As the fighting across the country worsened, his home town of Homs was deeply affected. His parents are still there, he said, doing their best to survive, but because of the bombings and fighting they live with friends while his brother is now in hiding. Jened has not been able to speak to his parents in weeks as telephone lines only work intermittently. He hopes to be able to help his parents somehow although it seems very difficult to evacuate them for the time being, he said

Because of the ongoing conflict, Jened was unable to return to Syria. Instead he approached Moldova's Refugee Directorate to seek asylum as a refugee sur place and was granted complementary protection. At present there are 75 Syrians with protection in the Republic of Moldova, most having arrived over the last year.

Since obtaining protection, Jened has received legal and social support as well as financial aid and in-kind assistance from UNHCR and its implementing partners, for which he is very grateful.

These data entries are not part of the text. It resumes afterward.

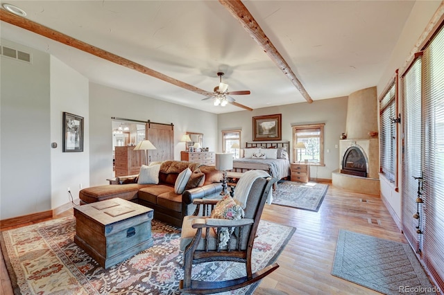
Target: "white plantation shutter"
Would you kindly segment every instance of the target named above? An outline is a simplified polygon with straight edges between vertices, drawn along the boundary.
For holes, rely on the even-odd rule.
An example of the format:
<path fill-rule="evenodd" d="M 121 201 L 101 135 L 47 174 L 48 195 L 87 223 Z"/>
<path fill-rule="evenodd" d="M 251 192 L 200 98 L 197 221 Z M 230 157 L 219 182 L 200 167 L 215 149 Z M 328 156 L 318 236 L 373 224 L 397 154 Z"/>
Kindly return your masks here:
<path fill-rule="evenodd" d="M 444 29 L 422 56 L 424 127 L 423 260 L 444 286 Z"/>
<path fill-rule="evenodd" d="M 379 101 L 379 157 L 381 173 L 395 182 L 396 166 L 396 123 L 391 118 L 396 118 L 395 81 Z"/>
<path fill-rule="evenodd" d="M 420 249 L 420 235 L 416 233 L 418 220 L 418 181 L 421 176 L 422 142 L 421 132 L 421 58 L 418 58 L 402 78 L 402 231 L 415 250 Z M 420 207 L 420 210 L 421 208 Z M 421 214 L 422 215 L 422 214 Z"/>

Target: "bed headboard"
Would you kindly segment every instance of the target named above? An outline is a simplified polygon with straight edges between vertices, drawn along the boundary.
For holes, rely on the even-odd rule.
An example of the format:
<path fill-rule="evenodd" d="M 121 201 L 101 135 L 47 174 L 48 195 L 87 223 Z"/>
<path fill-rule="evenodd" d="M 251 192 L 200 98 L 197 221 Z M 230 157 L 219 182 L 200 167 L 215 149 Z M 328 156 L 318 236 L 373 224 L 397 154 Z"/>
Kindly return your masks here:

But he is not helpless and has skills to contribute. With his local medical degree he found work as an ear, nose and throat doctor in Chişinău's main hospital, the Centre for Mother and Child Care. "I enjoy working with children and I plan to keep working with them," Jened said.

Apart from loving his work as a doctor, Jened is passionate about skydiving. "I started jumping in 2003, just out of curiosity, afterwards I couldn't stop," he said smiling broadly. He obtained a professional skydiving license in 2011 and jumps as often as the weather allows.

Recently, to demonstrate his appreciation for the support that UNHCR has provided, he took several UNHCR flags on one of his jumps to promote the UN refugee agency's work.

When asked about his future, Jened excitedly speaks about his hopes to eventually obtain Moldovan citizenship, his wish to obtain an advanced Doctor of Medicine degree, and his desire to help his parents and ultimately to start a family in Moldova, which, at least for the time being, is his home.